As part of the process of generating a position paper, the group appointed seven members to what it called the Advanced Technologies in Food Production working group. That’s when things got hairy. Two of the members, it turned out, had ties to Monsanto. One was a “dietitian who operates a farm in Maryland, [who] won a $5,000 prize from Monsanto and is a test farmer for the company,” the Times reports. The other serves as senior vice president of the International Food Information Council, a group whose funders read like a roster of Big Ag and junk-food corporations, ranging from Monsanto, Bayer Cropscience, and Cargill to Coca Cola, Red Bull, Pepsi, and Dr. Pepper Snapple Group. Several of the International Food Information Council’s donor companies also contributed heavily to the $45.6 million effort to defeat California’s GMO ballot initiative.

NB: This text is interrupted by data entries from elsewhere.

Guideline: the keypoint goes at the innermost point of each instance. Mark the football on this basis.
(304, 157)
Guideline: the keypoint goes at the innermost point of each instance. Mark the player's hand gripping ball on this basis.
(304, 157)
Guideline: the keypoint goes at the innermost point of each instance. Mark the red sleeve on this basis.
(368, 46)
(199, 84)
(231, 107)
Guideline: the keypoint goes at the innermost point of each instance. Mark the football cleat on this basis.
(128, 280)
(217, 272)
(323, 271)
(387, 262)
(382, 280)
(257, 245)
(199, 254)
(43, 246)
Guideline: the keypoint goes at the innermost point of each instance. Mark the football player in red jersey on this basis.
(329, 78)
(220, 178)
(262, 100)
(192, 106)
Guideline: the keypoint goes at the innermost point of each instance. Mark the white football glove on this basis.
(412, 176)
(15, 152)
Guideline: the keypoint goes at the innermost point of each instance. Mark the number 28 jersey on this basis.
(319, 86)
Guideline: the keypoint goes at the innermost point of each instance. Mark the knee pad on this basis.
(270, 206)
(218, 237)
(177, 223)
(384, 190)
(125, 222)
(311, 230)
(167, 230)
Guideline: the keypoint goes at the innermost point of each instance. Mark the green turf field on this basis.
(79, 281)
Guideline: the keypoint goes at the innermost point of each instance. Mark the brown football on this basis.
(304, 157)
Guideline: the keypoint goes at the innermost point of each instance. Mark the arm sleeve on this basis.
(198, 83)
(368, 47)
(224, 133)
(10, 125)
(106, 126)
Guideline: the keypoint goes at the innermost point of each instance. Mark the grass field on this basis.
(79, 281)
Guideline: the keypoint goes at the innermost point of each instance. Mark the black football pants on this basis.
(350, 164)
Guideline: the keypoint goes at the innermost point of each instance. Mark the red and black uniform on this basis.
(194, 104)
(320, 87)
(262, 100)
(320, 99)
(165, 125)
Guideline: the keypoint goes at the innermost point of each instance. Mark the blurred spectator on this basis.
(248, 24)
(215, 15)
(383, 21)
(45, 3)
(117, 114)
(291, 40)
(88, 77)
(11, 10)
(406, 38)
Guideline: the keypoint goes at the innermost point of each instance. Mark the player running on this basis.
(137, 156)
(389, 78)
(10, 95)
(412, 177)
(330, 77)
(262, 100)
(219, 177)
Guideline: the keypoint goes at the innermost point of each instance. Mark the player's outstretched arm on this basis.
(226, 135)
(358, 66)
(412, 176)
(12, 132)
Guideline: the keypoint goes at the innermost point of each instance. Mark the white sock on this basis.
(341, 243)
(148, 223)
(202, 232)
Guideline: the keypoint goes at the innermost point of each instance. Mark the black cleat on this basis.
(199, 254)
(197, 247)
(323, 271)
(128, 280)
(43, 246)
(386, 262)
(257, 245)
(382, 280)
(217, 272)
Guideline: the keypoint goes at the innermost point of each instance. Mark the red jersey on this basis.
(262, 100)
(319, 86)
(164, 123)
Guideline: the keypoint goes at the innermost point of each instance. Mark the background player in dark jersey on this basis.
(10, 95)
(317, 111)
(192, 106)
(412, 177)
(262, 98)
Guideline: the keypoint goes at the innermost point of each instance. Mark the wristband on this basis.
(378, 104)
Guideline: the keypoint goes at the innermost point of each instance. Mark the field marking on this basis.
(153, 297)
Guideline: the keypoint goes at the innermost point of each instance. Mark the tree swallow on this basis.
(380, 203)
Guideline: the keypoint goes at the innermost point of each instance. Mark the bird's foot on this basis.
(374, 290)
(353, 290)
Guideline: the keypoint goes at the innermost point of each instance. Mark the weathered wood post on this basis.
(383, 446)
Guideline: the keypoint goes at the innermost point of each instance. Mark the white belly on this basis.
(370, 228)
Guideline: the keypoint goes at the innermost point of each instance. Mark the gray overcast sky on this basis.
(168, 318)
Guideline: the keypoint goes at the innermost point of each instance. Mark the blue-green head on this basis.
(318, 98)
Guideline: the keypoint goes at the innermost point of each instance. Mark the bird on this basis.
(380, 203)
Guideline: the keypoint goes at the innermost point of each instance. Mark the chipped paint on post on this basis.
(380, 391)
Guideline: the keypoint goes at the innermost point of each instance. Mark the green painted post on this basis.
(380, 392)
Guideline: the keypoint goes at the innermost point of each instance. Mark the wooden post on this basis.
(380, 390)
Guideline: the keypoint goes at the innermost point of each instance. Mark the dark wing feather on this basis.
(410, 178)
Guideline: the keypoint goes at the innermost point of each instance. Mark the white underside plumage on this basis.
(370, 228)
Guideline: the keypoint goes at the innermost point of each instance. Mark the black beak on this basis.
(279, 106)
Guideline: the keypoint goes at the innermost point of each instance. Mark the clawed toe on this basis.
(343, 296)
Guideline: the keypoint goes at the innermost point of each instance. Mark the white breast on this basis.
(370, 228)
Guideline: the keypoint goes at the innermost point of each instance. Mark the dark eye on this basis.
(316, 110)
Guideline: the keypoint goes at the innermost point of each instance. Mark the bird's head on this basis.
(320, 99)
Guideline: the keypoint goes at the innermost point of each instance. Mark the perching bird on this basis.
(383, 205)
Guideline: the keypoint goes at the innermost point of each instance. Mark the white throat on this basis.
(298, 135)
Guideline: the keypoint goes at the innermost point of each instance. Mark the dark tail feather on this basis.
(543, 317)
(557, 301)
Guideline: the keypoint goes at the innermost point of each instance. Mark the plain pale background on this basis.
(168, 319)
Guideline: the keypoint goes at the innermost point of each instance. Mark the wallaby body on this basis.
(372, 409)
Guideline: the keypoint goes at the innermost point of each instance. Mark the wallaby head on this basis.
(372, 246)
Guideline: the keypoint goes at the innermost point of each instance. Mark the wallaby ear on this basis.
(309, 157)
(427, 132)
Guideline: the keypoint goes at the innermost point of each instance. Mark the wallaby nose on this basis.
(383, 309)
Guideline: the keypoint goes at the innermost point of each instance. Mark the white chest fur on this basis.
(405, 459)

One panel member, Carole Bartolotto, a dietician for Kaiser Permanante, had the temerity to point out her colleagues’ potential conflicts of interest to the academy’s leadership. The result? Bartolotto found herself purged from the committee, while the two Monsanto-connected panel members maintained their positions.

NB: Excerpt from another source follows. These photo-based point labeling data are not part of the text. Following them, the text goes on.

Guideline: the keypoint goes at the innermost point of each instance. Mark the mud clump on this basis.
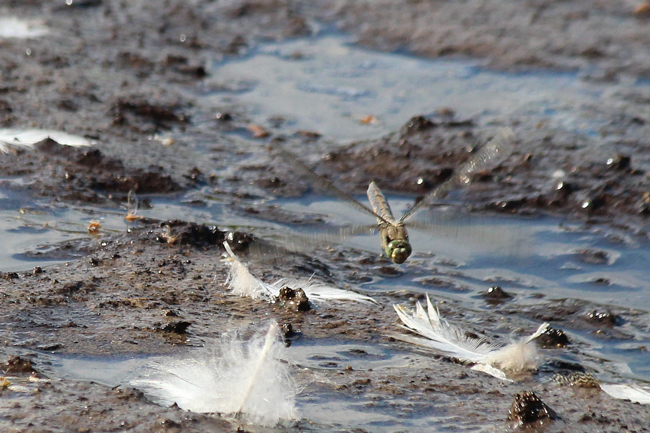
(17, 365)
(495, 295)
(604, 318)
(197, 235)
(293, 299)
(160, 115)
(529, 409)
(552, 337)
(175, 327)
(578, 379)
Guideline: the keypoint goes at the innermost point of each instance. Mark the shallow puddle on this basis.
(346, 92)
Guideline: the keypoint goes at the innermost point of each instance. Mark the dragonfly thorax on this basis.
(398, 251)
(396, 243)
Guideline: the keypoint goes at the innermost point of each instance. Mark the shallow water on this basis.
(13, 27)
(328, 86)
(331, 86)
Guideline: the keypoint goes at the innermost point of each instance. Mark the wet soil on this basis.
(137, 294)
(123, 73)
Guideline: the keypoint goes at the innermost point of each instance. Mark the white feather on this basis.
(29, 137)
(627, 392)
(241, 379)
(320, 293)
(241, 282)
(489, 358)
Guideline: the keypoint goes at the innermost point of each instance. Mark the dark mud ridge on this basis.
(159, 288)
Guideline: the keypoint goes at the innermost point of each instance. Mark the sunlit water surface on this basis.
(328, 86)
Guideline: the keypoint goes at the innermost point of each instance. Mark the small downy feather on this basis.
(26, 138)
(492, 359)
(243, 379)
(241, 282)
(621, 391)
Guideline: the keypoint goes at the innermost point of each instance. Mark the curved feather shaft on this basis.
(490, 358)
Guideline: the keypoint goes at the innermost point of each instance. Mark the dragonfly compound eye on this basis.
(398, 251)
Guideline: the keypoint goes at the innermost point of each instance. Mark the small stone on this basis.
(528, 408)
(552, 337)
(293, 299)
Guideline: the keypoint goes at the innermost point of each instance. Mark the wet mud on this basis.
(131, 75)
(135, 295)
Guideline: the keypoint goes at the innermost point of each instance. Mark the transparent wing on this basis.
(276, 246)
(319, 181)
(499, 147)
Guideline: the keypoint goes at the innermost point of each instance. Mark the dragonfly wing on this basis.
(379, 203)
(319, 181)
(497, 148)
(497, 238)
(272, 247)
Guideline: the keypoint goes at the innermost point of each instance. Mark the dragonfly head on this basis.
(398, 250)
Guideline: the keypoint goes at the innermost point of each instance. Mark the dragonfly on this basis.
(393, 232)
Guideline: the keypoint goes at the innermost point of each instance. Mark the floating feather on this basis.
(241, 282)
(29, 137)
(622, 391)
(490, 358)
(242, 379)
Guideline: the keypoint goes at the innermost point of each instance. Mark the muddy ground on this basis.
(120, 72)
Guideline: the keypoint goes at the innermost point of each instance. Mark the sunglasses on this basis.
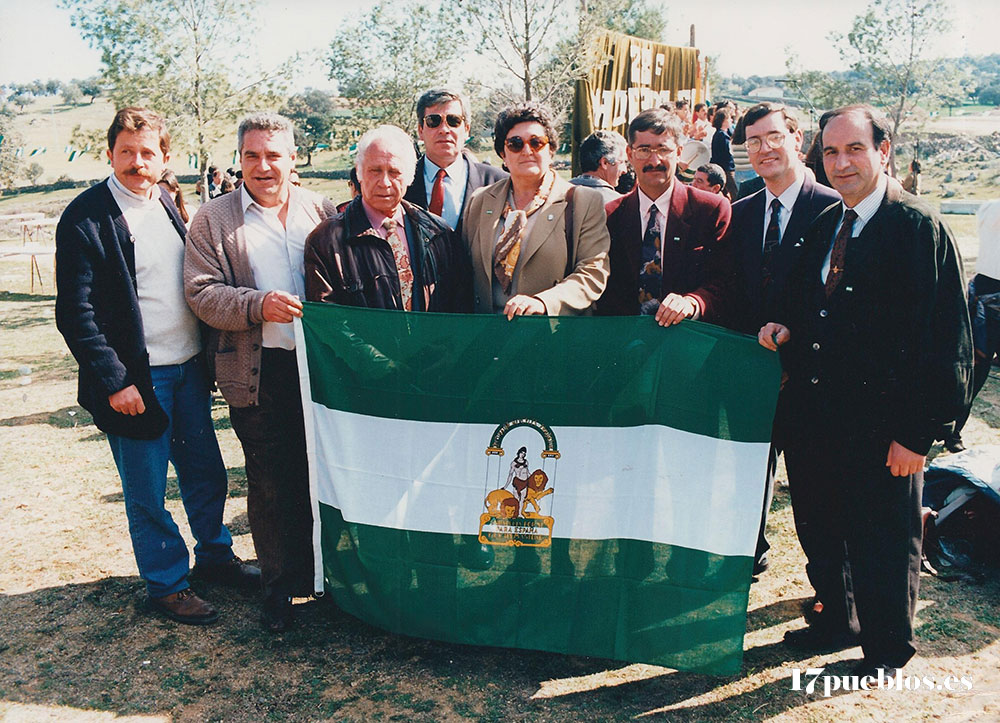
(433, 120)
(516, 144)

Bartolotto had written a blog post in favor of California’s GMO labeling initiative, but that wasn’t the reason cited for her sacking. Rather, the academy pointed to her failure to reveal a consulting practice she’d listed on her blog. According to Bartolotto, that’s flimsy reasoning, because her “consulting practice” is purely theoretical. “I didn’t list it because I didn’t think it was an issue at all,” she told the Times. “I created the link because at some point, I think it would be nice to have a consulting business, but right now, I work full time and don’t have time to have one.”

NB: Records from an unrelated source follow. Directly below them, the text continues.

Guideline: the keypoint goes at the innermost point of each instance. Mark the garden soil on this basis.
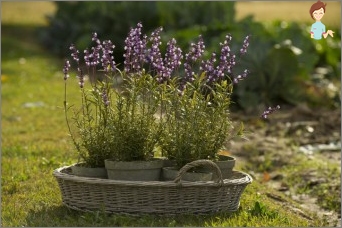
(314, 133)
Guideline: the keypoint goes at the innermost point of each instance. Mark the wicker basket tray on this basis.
(157, 197)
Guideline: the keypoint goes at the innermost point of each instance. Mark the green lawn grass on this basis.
(35, 142)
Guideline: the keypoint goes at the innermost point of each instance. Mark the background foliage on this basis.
(282, 57)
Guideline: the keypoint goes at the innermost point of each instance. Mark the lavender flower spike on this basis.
(243, 50)
(269, 111)
(66, 70)
(74, 53)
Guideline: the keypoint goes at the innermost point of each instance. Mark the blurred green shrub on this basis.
(281, 57)
(74, 21)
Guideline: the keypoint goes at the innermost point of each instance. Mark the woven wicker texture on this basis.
(157, 197)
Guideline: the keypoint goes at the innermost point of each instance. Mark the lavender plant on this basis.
(183, 108)
(109, 123)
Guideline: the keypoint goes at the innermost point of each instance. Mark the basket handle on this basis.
(202, 162)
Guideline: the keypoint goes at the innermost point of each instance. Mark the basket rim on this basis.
(244, 180)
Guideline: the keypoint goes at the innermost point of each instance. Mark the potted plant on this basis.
(196, 116)
(113, 126)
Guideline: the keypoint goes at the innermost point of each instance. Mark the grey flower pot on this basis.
(170, 173)
(80, 170)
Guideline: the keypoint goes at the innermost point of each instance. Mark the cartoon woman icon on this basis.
(317, 11)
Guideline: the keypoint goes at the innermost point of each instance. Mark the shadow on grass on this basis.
(64, 216)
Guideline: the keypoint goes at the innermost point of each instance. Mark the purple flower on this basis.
(172, 61)
(154, 54)
(208, 67)
(74, 53)
(135, 48)
(240, 77)
(105, 98)
(66, 69)
(80, 78)
(107, 58)
(269, 111)
(195, 53)
(243, 50)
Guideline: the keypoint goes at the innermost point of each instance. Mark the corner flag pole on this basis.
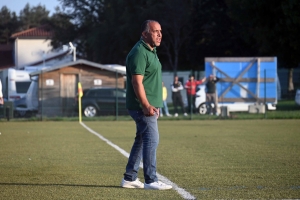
(80, 93)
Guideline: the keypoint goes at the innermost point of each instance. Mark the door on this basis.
(68, 93)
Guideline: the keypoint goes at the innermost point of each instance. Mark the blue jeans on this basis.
(144, 146)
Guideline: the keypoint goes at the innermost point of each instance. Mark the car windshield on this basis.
(119, 93)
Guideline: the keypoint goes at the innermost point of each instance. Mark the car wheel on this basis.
(202, 109)
(90, 111)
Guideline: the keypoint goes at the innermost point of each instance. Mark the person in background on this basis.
(1, 95)
(190, 87)
(143, 100)
(165, 105)
(211, 94)
(176, 96)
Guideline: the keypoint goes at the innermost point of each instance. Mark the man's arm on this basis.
(137, 83)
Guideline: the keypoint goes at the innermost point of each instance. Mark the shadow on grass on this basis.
(58, 184)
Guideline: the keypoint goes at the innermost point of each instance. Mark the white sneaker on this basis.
(132, 184)
(157, 186)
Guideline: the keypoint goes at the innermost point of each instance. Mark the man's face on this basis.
(153, 38)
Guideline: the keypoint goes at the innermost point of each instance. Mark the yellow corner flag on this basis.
(80, 93)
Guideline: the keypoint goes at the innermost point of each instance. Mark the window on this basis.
(23, 86)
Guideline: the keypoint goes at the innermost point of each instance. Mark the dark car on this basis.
(103, 101)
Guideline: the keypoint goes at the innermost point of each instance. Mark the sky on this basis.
(18, 5)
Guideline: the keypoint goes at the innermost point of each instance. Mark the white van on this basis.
(17, 84)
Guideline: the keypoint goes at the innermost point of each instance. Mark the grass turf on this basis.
(211, 159)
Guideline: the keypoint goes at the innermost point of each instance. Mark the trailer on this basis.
(246, 84)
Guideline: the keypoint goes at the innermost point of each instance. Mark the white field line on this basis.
(184, 194)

Meanwhile, the Times reports, the academy has hired a vocal opponent of California’s labeling initiative to write its GMO position paper: Christine M. Bruhn, a professor at UC Davis’ Food, Science and Technology program. And the whole flap over the Advanced Technologies in Food Production work group is apparently purely academic: Bruhn will write the final report even before the working group finishes reviewing the literature.

To summarize, at the nation’s most prestigious dieticians’ group, failure to disclose a non-existing consulting business is enough to get you bounced from making policy on GMOs, but ties to the GMO industry aren’t. It remains to be seen what position the Academy of Nutrition and Dietetics GMO paper will take, but this is shaping up to be another victory for Monsanto.